La chaîne de blocs, ou blockchain, technologie à la base des monnaies virtuelles comme le bitcoin, pourrait modifier en profondeur le système bancaire. Pour éviter d’être dépassés et de disparaître, les établissements cherchent à capter cette nouvelle source de valeur.
Selon le cabinet IDC, 2,1 milliards de dollars seront investis dans la blockchain dans le monde entier en 2018, dont un tiers rien que par le secteur financier.
Au-delà de la blockchain, ce sont plus largement les technologies de DLT “distributed ledger technology”, ou “technologie de registres distribués” qui intéressent les banques.
Il y a deux mois, ING et Crédit Suisse, qui travaillent sur les DLT au sein d’un consortium avec Goldman Sachs, Commerzbank, UBS et CIBC, ont réussi un échange de titres à travers un réseau s’inspirant de la blockchain.
Environ 25 millions d’euros d’obligations ont ainsi été transmis presque instantanément, alors que la livraison prend un jour ou plus habituellement. Cette méthode permet de digitaliser les actifs, de gagner du temps et d’optimiser les coûts même s’il est encore difficile de mesurer précisément les gains financiers, a expliqué à l’AFP Hervé François, responsable de projet blockchain chez ING.
Contrairement à un échange classique, les titres n’ont pas bougé physiquement : ce sont des jetons virtuels, donnant un droit de propriété sur les actifs, qui ont été échangés.
Ce procédé, appelé “tokenisation”, permet de rendre des actifs plus liquides.
Virements ultra-rapides
« La blockchain, en permettant d’éliminer les tiers de confiance à travers le partage d’une base de données, a le potentiel pour considérablement changer la manière dont une large gamme de services est exécutée » affirme Colin Ellis, analyste pour l’agence financière Moody’s et coauteur d’une étude sur ce sujet.
Au cœur de cette évolution : les transactions internationales
Aujourd’hui, un virement bancaire entre deux pays nécessite une multitude d’intermédiaires bancaires pour assurer le suivi de la transaction.

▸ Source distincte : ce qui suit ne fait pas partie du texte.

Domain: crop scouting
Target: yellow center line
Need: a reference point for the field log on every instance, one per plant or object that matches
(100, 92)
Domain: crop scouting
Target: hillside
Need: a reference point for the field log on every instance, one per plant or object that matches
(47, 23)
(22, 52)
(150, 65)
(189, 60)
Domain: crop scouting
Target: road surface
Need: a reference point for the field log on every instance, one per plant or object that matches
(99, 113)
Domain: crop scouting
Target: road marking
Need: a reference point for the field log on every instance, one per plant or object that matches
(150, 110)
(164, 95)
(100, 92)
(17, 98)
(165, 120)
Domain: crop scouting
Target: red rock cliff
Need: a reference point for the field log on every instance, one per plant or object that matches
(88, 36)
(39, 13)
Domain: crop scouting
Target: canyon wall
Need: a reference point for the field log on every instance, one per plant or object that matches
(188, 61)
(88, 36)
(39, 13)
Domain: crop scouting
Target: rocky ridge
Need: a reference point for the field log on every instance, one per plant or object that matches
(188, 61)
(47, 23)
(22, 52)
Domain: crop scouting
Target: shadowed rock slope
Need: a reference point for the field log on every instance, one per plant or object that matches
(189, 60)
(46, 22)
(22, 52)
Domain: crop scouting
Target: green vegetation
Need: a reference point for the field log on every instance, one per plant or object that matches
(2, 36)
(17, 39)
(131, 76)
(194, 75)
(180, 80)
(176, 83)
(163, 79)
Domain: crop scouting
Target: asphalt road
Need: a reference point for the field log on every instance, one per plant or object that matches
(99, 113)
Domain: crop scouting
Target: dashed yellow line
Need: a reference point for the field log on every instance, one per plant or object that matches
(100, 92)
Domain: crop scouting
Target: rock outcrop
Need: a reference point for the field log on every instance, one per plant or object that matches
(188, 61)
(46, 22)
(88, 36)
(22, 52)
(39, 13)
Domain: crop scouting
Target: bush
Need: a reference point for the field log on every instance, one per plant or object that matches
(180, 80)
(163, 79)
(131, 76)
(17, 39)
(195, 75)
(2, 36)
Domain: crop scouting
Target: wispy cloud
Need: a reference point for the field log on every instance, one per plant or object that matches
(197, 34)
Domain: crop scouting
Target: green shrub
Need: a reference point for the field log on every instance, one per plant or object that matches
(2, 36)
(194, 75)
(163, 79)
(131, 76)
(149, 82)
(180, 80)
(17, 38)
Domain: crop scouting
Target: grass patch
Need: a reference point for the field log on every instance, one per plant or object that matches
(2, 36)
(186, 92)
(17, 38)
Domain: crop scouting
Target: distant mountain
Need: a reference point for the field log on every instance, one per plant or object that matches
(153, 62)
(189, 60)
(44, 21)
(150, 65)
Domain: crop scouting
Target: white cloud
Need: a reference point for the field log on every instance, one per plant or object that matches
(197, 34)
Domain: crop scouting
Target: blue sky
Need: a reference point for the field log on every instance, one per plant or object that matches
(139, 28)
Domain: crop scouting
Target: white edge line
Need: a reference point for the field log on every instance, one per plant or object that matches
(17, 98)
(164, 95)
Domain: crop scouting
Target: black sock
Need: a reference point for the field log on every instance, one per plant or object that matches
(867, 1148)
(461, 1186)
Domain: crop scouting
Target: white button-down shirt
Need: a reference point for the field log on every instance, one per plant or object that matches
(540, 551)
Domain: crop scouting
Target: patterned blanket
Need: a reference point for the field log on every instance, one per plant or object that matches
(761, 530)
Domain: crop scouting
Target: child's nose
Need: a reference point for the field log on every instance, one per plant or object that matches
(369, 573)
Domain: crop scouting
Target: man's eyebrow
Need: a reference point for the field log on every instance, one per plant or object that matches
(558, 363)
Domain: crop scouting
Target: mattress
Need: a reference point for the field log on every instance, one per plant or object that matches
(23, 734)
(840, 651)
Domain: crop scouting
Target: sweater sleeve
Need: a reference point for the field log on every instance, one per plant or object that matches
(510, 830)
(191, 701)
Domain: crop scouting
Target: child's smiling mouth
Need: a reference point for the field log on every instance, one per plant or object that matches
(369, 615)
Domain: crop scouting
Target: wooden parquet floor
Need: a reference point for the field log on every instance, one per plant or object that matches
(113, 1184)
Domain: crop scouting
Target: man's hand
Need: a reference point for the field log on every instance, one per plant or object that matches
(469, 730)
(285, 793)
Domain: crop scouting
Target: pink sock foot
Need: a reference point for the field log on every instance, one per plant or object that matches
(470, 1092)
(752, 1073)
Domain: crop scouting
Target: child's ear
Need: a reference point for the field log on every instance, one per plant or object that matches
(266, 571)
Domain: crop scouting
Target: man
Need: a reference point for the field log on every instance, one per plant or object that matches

D’après M. Ellis, avec un registre partagé, l’information pourrait circuler plus rapidement et le nombre d’intermédiaires être limité, permettant de réduire les coûts opérationnels.
Depuis deux semaines, la banque espagnole Santander permet justement à certains de ses clients d’envoyer de l’argent à l’étranger avec un taux de change connu à l’avance, grâce à la blockchain.
Enfin, autre innovation permise par la blockchain, les “contrats intelligents” qui ouvrent la possibilité de transactions, réalisées automatiquement dès lors qu’une condition définie est remplie. Ces contrats, infalsifiables, présentent l’avantage d’empêcher les querelles d’interprétation.
Pressions concurrentielles
Si les banques travaillent sur la blockchain, ce n’est pas seulement par opportunisme, mais aussi par nécessité.
« Il y aura des gagnants et des perdants, et ces derniers seront ceux qui n’auront effectué aucun changement dans leur modèle », a expliqué Anish Mohammed, spécialiste de la blockchain et directeur de recherche à l’université SRH de Berlin.
Selon lui, les banques seront confrontées à la pression de nouveaux acteurs, comme en témoigne la multiplication des banques sur internet et des crypto monnaies promettant des frais minimes à leurs utilisateurs.
Face à cette menace, toutes les banques ne seront pas égales, certaines étant plus dépendantes que d’autres des commissions, a souligné Moody’s. C’est le cas des banques suisses (50% de leurs revenus proviennent des commissions) ou des banques italiennes, canadiennes et israéliennes (environ 35%).